Pam Zahonogo, RIA! Researcher from Burkina Faso, presented the RIA! poster and paper, Mobile Telephony Access and Usage in Africa, which has received some conference coverage from Eric Hersman’s popular website, White African. Beyond the conference, a quick search has found RIA! Recent household survey work being utilized and reference by numerous authors.
Young Researchers Workshop
One of the first workshops was the Young Researchers Workshop. The workshop drew in an exciting atmosphere of young up-and-coming PhD researchers working in all parts of the world. In their call for papers, the committee selected 12 papers (I posted them online here) to be presented at the workshop. Senior researchers were then part of a committee that gave feedback to the presentation. As it was one of the first workshops of the conference and the other workshop was postponed to a later time, the room was packed with audience members of over 70 persons. Each delegate had approximately five minutes to talk about the challenges of young researchers in the field of ICTD.

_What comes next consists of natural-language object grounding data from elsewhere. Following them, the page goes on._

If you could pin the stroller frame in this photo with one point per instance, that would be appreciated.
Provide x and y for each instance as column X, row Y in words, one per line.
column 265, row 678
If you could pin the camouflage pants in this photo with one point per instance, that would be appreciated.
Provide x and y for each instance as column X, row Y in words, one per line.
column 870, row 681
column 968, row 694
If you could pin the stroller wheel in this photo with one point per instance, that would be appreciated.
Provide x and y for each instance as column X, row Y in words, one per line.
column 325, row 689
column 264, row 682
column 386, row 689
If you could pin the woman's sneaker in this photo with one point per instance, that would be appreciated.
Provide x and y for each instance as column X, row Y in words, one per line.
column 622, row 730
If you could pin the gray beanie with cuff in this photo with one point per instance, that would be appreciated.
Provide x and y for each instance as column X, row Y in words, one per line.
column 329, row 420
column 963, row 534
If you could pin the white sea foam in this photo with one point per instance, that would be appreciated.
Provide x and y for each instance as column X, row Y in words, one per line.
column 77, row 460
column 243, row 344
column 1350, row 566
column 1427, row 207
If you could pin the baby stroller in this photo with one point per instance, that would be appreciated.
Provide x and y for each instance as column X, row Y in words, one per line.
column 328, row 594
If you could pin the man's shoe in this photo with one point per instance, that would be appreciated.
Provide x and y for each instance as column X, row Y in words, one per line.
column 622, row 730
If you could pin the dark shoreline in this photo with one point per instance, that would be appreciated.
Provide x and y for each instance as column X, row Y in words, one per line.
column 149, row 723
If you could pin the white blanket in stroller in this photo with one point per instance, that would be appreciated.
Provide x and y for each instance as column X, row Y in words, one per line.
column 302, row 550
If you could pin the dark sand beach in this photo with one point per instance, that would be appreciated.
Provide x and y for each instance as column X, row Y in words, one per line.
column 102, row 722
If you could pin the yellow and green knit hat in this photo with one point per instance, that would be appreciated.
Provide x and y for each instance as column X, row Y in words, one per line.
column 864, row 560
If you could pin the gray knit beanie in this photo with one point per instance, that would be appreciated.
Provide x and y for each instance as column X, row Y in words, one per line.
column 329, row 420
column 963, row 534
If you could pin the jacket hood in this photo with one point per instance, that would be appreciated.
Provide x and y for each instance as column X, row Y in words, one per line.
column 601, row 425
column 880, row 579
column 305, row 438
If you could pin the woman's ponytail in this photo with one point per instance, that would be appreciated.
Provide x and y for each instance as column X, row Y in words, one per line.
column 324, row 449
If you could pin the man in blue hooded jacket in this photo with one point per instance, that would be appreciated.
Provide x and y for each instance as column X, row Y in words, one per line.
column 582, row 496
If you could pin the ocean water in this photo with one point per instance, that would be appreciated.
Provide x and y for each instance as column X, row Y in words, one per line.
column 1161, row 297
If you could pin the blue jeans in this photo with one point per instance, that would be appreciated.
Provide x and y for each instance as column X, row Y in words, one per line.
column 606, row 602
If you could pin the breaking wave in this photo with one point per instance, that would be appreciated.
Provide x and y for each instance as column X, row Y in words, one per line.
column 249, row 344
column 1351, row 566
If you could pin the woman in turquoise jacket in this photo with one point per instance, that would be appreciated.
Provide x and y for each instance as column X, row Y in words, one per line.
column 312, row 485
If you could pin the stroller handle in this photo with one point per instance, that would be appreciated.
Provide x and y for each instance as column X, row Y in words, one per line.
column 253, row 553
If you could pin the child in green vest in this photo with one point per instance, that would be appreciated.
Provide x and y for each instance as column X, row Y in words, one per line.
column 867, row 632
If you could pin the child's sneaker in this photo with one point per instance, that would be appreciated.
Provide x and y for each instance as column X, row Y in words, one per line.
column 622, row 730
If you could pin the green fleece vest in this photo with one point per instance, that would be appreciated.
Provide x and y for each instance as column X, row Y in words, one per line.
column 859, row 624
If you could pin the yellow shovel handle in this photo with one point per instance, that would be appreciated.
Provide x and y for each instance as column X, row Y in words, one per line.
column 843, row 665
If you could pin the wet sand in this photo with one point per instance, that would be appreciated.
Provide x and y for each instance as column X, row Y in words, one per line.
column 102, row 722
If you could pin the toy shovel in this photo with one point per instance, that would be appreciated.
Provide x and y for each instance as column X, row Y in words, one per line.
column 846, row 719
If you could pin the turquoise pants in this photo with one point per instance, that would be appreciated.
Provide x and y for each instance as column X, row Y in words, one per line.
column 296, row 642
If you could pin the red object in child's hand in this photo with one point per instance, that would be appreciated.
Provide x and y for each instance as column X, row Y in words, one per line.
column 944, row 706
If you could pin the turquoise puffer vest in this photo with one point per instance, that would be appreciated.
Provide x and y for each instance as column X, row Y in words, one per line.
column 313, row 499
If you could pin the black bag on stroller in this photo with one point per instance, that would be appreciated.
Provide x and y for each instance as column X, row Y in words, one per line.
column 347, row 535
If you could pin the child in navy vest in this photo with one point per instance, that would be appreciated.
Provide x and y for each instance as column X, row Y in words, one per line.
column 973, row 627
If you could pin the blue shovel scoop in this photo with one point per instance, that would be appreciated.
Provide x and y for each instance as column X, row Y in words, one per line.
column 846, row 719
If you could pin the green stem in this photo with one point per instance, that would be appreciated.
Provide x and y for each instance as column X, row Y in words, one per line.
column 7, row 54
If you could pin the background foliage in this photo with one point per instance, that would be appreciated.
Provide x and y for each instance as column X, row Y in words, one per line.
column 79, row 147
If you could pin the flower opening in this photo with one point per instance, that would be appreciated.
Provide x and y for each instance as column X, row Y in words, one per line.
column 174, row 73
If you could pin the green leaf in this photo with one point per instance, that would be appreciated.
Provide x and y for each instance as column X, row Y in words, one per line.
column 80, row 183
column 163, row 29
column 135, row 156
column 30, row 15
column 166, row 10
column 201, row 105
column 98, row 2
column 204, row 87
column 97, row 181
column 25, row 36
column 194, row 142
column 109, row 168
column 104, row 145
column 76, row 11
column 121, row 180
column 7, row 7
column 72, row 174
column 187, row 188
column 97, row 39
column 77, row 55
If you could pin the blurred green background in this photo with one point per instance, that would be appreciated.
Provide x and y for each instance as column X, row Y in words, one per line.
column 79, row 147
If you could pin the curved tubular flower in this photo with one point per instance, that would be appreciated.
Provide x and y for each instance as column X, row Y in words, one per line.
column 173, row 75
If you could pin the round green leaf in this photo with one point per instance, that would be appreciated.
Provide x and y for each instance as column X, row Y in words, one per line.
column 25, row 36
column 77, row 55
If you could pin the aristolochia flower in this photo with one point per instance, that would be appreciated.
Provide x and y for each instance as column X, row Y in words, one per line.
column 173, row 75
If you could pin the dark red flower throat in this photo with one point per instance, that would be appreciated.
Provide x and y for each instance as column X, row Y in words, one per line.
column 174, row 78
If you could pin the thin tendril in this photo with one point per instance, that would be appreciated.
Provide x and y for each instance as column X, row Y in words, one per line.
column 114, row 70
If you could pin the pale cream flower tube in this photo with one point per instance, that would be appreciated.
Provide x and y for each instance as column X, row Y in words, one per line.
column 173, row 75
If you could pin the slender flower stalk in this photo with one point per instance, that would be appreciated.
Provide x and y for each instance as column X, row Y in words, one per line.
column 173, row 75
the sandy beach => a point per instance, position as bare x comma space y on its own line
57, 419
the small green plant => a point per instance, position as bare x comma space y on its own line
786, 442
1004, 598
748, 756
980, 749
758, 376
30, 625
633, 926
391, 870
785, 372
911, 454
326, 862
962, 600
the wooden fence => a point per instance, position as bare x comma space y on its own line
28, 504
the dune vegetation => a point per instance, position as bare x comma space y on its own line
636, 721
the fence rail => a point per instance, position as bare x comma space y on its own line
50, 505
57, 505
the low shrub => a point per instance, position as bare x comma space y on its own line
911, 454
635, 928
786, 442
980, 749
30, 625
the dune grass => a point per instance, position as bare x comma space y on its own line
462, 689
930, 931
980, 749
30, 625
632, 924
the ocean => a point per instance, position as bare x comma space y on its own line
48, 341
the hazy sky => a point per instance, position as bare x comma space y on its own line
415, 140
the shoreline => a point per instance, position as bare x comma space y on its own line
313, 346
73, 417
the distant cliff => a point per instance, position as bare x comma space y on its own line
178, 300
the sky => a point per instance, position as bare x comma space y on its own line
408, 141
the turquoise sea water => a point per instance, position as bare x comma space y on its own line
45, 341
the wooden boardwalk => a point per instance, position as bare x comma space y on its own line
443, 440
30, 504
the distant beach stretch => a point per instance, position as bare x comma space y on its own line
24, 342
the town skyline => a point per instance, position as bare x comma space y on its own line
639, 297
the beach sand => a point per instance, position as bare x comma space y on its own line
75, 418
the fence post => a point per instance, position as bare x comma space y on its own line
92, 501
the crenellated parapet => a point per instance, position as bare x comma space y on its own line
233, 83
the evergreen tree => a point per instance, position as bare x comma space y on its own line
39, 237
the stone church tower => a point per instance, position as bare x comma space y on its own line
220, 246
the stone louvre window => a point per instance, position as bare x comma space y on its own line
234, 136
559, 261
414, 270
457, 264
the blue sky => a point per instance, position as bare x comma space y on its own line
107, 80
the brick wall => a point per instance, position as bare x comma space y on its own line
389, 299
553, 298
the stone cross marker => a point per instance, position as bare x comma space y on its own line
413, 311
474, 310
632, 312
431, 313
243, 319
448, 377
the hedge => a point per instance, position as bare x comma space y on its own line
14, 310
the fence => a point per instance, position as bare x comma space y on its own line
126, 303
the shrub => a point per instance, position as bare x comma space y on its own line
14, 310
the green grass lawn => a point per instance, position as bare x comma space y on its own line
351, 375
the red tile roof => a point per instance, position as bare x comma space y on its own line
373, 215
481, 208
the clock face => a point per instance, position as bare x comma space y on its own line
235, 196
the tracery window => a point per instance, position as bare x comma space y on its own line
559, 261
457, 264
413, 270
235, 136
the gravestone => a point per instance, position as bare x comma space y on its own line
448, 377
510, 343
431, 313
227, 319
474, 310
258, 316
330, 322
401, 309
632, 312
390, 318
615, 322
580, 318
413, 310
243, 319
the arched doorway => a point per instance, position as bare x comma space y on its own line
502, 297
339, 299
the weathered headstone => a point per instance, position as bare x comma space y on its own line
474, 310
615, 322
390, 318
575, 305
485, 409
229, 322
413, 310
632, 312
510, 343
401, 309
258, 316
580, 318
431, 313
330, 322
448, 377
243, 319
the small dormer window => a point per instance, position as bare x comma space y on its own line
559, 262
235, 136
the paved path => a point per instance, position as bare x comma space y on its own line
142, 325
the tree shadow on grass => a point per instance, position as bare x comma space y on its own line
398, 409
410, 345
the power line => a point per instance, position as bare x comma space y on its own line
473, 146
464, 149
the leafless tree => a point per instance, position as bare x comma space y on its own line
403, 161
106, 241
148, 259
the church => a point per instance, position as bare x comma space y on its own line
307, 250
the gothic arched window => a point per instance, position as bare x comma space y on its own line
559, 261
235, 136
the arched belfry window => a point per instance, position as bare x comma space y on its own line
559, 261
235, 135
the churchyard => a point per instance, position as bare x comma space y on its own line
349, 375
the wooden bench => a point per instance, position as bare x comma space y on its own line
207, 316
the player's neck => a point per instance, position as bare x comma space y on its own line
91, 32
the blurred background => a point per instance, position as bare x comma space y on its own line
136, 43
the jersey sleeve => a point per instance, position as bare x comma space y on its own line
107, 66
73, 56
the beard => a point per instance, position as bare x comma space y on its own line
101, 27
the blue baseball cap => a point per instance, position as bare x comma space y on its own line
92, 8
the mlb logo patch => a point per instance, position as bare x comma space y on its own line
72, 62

The presenters had backgrounds ranging from computer science, geography, social science and development. It was clear however, that some presenters did not necessarily feel these disciplines quite fit into the research work that they were engaged in. A majority of the discussion included cross-disciplinary and trans-disciplinary definitions of ICTD. Those under the discipline of Computer science were trying to re-align their actual discipline objectives – how to get the discipline to evaluate not just the computer programming aspect but also to evaluate the other external and internal factors of a research project in order for that computer program application within development to succeed! Some of the delegates included those from the University of Washington, who were working on with OpenMRS and D-Tree international, and Commcare, to the Royal Holloway University of London who were working on participatory model tools to conduct field research. Among the papers, 10 out of the 12 presentations were about work conducted in Africa. (The other two were in China and Albania.) Another disturbing reflection comes from Tim Unwin’s (one of the Senior Researcher Judges) blog reflection on the workshop: “the much academic discourse plays to the tunes of conductors who are not necessarily particularly interested in the needs of the poorest and most marginalized"
I feel that part of the reflection may have come from my paper (as well as others) to how we cannot remain in the status quo of the current engagement of women (and other marginalized groups) in ICT4D work. For a little taste of the Young Researchers Workshop, watch Paulo Brunello’s work.
In the afternoon, the remaining individuals (most of the audience disappeared to the other three sessions taking place) split up into groups and discussed some of our stories in ICTD. My favourite activity was ‘speed-dating’ where those who identified with the social science stayed in one line and then the computer scientist were in another line. Then we had 60 seconds to figure out how the social science could work with the computer science in a project together. All of the delegates wished there was more time to do this activity because only then was there creative brainstorming on how one could overcome those difficulties of a multi-disciplinary field.
That's all I really wanted to highlight from the conference, but here is Prof Heeks' comment on Bill Gates and ICTD, a short piece by Jonathan Donner and a little travel report by Stephane Boyera.
Of course, I made sure to sneak out to check out the Museum of Islamic Art (very amazing) and the souk waqif - must sees when in Doha (photos in kdiga's Flickr).